A Conservative Threat on Campus?

How often do we hear from certain quarters about the overwhelming bias among so-called liberal academics who stifle free-thinking and use their classrooms as bully pulpits? Most of these claims are made by folks who have little or no experience in academia and do so as a way to reinforce what can only be described as an overly simplistic view of the world and/or a need to filter everything through a naive personal morality play. I have to say that I usually get a kick out of these little rants.

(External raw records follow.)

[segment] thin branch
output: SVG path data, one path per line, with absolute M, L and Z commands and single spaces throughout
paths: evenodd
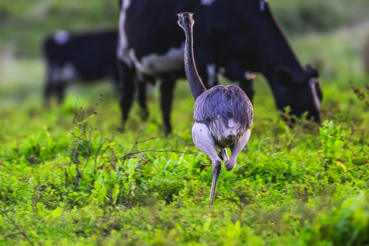
M 11 224 L 12 224 L 14 226 L 17 228 L 17 229 L 18 229 L 18 231 L 19 231 L 20 233 L 22 234 L 22 235 L 23 236 L 25 239 L 26 240 L 28 241 L 28 242 L 30 243 L 31 245 L 34 245 L 35 244 L 34 243 L 31 241 L 31 240 L 30 240 L 30 239 L 28 238 L 28 237 L 27 236 L 27 235 L 25 234 L 25 233 L 24 233 L 24 231 L 21 229 L 18 226 L 18 225 L 17 225 L 15 223 L 15 222 L 14 221 L 13 221 L 12 219 L 11 219 L 10 217 L 9 216 L 9 215 L 8 215 L 8 213 L 6 212 L 6 211 L 5 210 L 3 210 L 2 212 L 3 214 L 5 215 L 5 216 L 6 216 L 6 217 L 8 218 L 8 219 L 9 219 L 9 220 L 10 221 L 10 222 L 11 222 Z
M 142 153 L 144 152 L 174 152 L 175 153 L 182 153 L 183 154 L 187 154 L 188 155 L 197 155 L 199 153 L 196 152 L 183 152 L 182 151 L 177 151 L 176 150 L 143 150 L 142 151 L 138 151 L 138 152 L 134 152 L 132 153 L 128 153 L 128 154 L 126 154 L 124 156 L 124 158 L 129 158 L 130 156 L 131 155 L 134 155 L 134 154 L 138 154 L 139 153 Z
M 164 138 L 163 136 L 161 137 L 155 137 L 155 138 L 149 138 L 149 139 L 146 139 L 146 140 L 143 140 L 142 141 L 140 141 L 139 142 L 136 142 L 137 143 L 143 143 L 144 142 L 146 142 L 146 141 L 148 141 L 149 140 L 151 140 L 153 139 L 155 139 L 156 138 Z
M 132 154 L 131 154 L 131 155 Z M 127 154 L 127 155 L 130 155 L 130 154 Z M 146 155 L 147 154 L 141 154 L 141 155 L 138 155 L 137 156 L 125 156 L 124 157 L 125 158 L 136 158 L 136 157 L 139 157 L 140 156 L 143 156 Z

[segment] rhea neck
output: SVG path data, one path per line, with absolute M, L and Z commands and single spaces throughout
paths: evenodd
M 192 31 L 193 22 L 189 19 L 183 20 L 182 27 L 186 35 L 186 42 L 184 44 L 184 70 L 190 85 L 191 92 L 196 101 L 199 96 L 206 90 L 206 89 L 197 73 L 193 58 Z

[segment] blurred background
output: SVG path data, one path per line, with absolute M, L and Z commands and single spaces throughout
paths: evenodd
M 355 97 L 352 91 L 349 91 L 349 95 L 345 94 L 351 90 L 349 81 L 360 86 L 367 79 L 363 60 L 365 54 L 369 53 L 364 48 L 369 41 L 369 1 L 269 1 L 299 60 L 319 70 L 324 93 L 323 119 L 330 118 L 335 113 L 330 109 L 337 100 Z M 21 110 L 17 107 L 22 103 L 28 105 L 29 114 L 32 114 L 30 112 L 32 108 L 34 111 L 41 108 L 45 68 L 42 45 L 45 37 L 61 30 L 73 32 L 115 30 L 118 15 L 117 0 L 0 1 L 0 117 L 7 116 L 4 111 L 6 109 Z M 106 100 L 117 101 L 112 83 L 104 82 L 69 87 L 64 103 L 68 106 L 65 107 L 75 104 L 77 97 L 80 102 L 94 102 L 100 93 L 105 94 Z M 178 92 L 188 90 L 187 85 L 179 84 L 176 97 L 189 96 L 189 92 L 183 96 Z M 255 85 L 254 104 L 274 107 L 271 94 L 262 76 L 258 76 Z M 153 93 L 150 100 L 156 101 L 158 93 L 155 90 Z M 266 101 L 268 95 L 270 96 Z M 120 112 L 117 104 L 113 110 L 119 121 Z M 260 117 L 269 115 L 268 110 L 259 111 Z M 160 115 L 158 117 L 153 120 L 161 121 Z M 134 120 L 139 120 L 134 119 L 133 124 Z

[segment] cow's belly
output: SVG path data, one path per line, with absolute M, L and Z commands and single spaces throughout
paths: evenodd
M 170 73 L 183 69 L 184 44 L 179 48 L 172 47 L 165 54 L 151 53 L 139 60 L 134 49 L 129 52 L 130 59 L 138 72 L 148 75 Z

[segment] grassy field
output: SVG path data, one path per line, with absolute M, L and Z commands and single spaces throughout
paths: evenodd
M 304 9 L 270 1 L 277 17 Z M 6 41 L 0 44 L 0 245 L 369 245 L 369 89 L 362 65 L 369 22 L 359 18 L 367 3 L 357 1 L 361 12 L 340 15 L 344 26 L 301 34 L 286 26 L 301 63 L 319 70 L 326 120 L 297 119 L 289 128 L 258 75 L 251 137 L 236 168 L 222 169 L 211 208 L 212 167 L 192 142 L 185 81 L 177 84 L 174 133 L 167 137 L 153 138 L 163 132 L 157 87 L 147 121 L 136 104 L 124 133 L 107 82 L 70 86 L 62 105 L 45 110 L 36 48 L 42 35 L 68 16 L 76 30 L 90 27 L 86 20 L 108 27 L 115 19 L 96 10 L 83 21 L 55 14 L 52 23 L 32 22 L 27 31 L 38 32 L 30 37 L 17 31 L 15 20 L 27 23 L 36 10 L 79 14 L 83 6 L 20 1 L 17 10 L 0 3 L 10 21 L 0 27 L 7 31 L 0 38 Z M 337 2 L 332 11 L 345 13 L 347 2 Z M 92 9 L 115 11 L 114 1 L 91 3 Z

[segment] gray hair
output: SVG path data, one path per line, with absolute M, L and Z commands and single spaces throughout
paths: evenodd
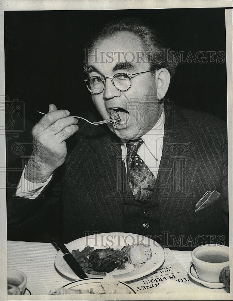
M 88 48 L 91 50 L 98 42 L 111 38 L 117 33 L 123 31 L 132 33 L 139 38 L 142 50 L 150 63 L 151 70 L 166 68 L 171 77 L 173 75 L 177 62 L 171 49 L 166 47 L 161 34 L 141 20 L 127 18 L 109 23 L 90 41 Z M 88 69 L 84 67 L 85 71 L 88 71 Z

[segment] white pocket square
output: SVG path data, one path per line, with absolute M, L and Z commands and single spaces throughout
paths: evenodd
M 204 209 L 211 204 L 214 203 L 218 199 L 221 194 L 216 190 L 214 190 L 212 192 L 211 191 L 207 191 L 196 204 L 195 212 Z

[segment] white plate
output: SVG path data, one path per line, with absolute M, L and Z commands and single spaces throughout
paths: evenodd
M 193 264 L 192 264 L 189 267 L 188 271 L 188 274 L 193 280 L 199 283 L 201 283 L 205 286 L 206 286 L 207 287 L 209 287 L 210 288 L 222 288 L 223 287 L 225 287 L 225 286 L 223 283 L 219 282 L 217 283 L 209 282 L 199 279 L 193 266 Z
M 102 294 L 104 291 L 100 285 L 100 283 L 103 279 L 103 278 L 98 277 L 98 278 L 88 278 L 86 279 L 81 279 L 79 280 L 76 280 L 70 283 L 66 284 L 63 287 L 65 288 L 72 288 L 74 290 L 86 290 L 90 289 L 91 288 L 93 289 L 93 291 L 96 294 Z M 135 294 L 135 292 L 126 283 L 119 281 L 119 285 L 120 287 L 126 287 L 127 288 L 129 293 Z M 131 292 L 131 293 L 130 293 Z
M 101 233 L 85 236 L 71 241 L 66 245 L 71 253 L 73 250 L 83 250 L 85 247 L 93 247 L 94 249 L 105 249 L 109 247 L 120 250 L 125 246 L 141 242 L 150 246 L 152 252 L 151 258 L 145 264 L 136 268 L 133 265 L 126 262 L 125 269 L 115 268 L 108 275 L 112 275 L 116 279 L 121 281 L 129 281 L 143 277 L 154 272 L 162 264 L 165 255 L 161 246 L 155 240 L 148 237 L 131 233 L 115 232 Z M 57 252 L 55 257 L 54 264 L 57 268 L 63 275 L 72 279 L 80 278 L 71 270 L 63 258 L 61 251 Z M 87 273 L 89 278 L 95 276 Z M 99 277 L 99 275 L 96 276 Z

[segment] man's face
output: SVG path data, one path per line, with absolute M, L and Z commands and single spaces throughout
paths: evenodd
M 144 56 L 144 61 L 138 59 L 141 56 L 142 47 L 139 38 L 133 34 L 122 31 L 110 39 L 103 40 L 95 45 L 88 59 L 91 71 L 89 76 L 112 77 L 117 73 L 137 73 L 150 70 L 150 64 Z M 92 101 L 104 119 L 109 118 L 110 110 L 117 110 L 123 124 L 114 129 L 107 123 L 111 131 L 125 140 L 139 138 L 149 131 L 157 122 L 162 105 L 156 96 L 155 79 L 151 72 L 135 76 L 130 88 L 120 91 L 110 79 L 106 78 L 105 87 L 101 93 L 92 93 Z

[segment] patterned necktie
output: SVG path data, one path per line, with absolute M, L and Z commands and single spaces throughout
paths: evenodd
M 137 152 L 144 143 L 141 138 L 126 144 L 127 175 L 132 192 L 137 201 L 148 203 L 153 193 L 156 179 Z

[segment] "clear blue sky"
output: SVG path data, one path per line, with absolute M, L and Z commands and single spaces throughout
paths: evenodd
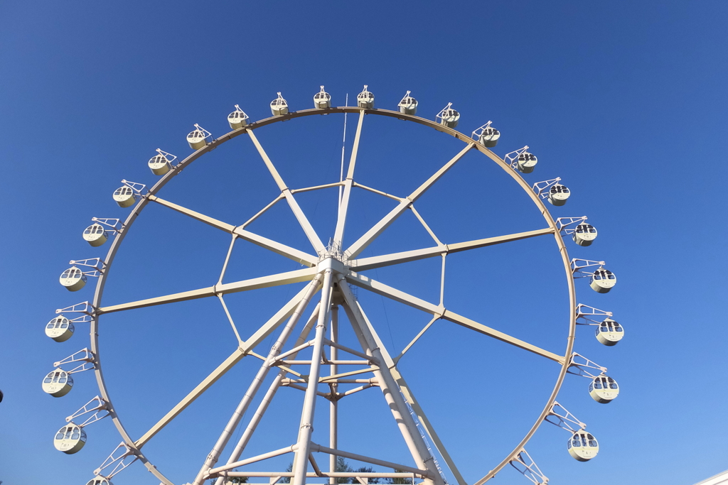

Today I was treated to a visit by a student who graduated last year and is currently enrolled at the College of Charleston. Last year this student took my elective course on Abraham Lincoln and the Civil War and did quite well. As if one course on Lincoln isn’t enough, this student just completed a course in the English Department with Professor David Aiken, who apparently spends much of his time discussing Lincoln and the war. Apparently, Aiken offers a very different view of Lincoln compared with what this student read last year in my course. [Readings included a book by William Gienapp as well as articles by Burlingame, Holzer, Boritt, Guelzo, and Donald, etc.] The student did quite well in my course so I asked what the class discussions were like. Unfortunately, it turns out that this professor rarely allows other viewpoints from being introduced into the classroom that differ from his own. Of course, the opinion of one student counts for very little, but if you check out Aiken’s Rate My Professors page it seems that there is sufficient confirmation. Now, don’t get me wrong, I have no problem whatsoever with introducing an alternative view of Lincoln, but I do have a problem with the professor preventing his students from challenging his interpretation for no good reason. I would love to know what sources an English professor uses to teach about Lincoln.

Don’t worry, I am not going to issue any overarching condemnations of all conservative professors. I’m sure there are plenty out there that are offering their students a first-rate education.

10 responses... add one

Kevin: I wonder if he’s related to David Wyatt Aiken, colonel of the 7th SC and a postwar Congressman from SC. Is his approach history or defense of the family legacy–the memory?

Great question John. I don’t know too much about D.W. Aiken’s postwar career other than that he was a strong supporter of the Farmers’ Alliance and Grange Movement. A positive answer to the question would definitely help to explain David Aiken’s partisan stance; unfortunately, it doesn’t say much for his worth as a teacher.

Not that all people with this degree are the same way, but the first thing I noticed is “M.Div.” in his credentials. The godless North strikes again? Probably in Professor Aiken’s opinion.

You weren’t very explicit, so I am assuming this professor is from the “DiLorenzo school”?

I’m just saying his conservative leanings could be explained by his divinity degree. Perhaps he went to a liberal seminary, but since his resume is very vague, I can only be vague in describing why he might be right-leaning. Not that all theologians are conservatives, but it could explain his thought process.

Kevin raises the best point. What sources is he using to support his ideas? Kevin lists his personal sources for teaching and shares them often on this site. Looking at Professor Aiken’s webpage he is neither qualified as a historiasn nor does he quote any reasonable sources as a basis for his historical opinions. That could be because he is an English instructor, not a history instructor. It could also be he doesn’t want historians to question his credibility, nor does he want students to come into his classroom with any clue as to the focus of his instruction. Intellectually blindsiding students is, perhaps, worse than being narrow in one’s views.

I was just trying to find out what sorts of things he was saying. From his vita he is greatly interested in James Gilmore Simms, which obviously indicates certain predispositions ;-)

It doesn’t surprise me. He is a founding member of the William Gilmore Simm’s society, which, amongst other things, produces threadbare works (equivalent to Simm’s own stuff) arguing about the treachery of the Union. They had Simm’s jaundiced version of history of the burning of Columbia printed with little to no context to show that Simm’s was mostly making stuff up.

Sean, — Thanks for the comment. You can read the Simms account on Google books. You are absolutely right, Aiken provides absolutely no context for understanding Sherman’s march through South Carolina nor does he seem to be aware of the vast amount of secondary sources that focus on this subject. When discussing Lincoln and civil liberties he refers back to a history written in the 1930s.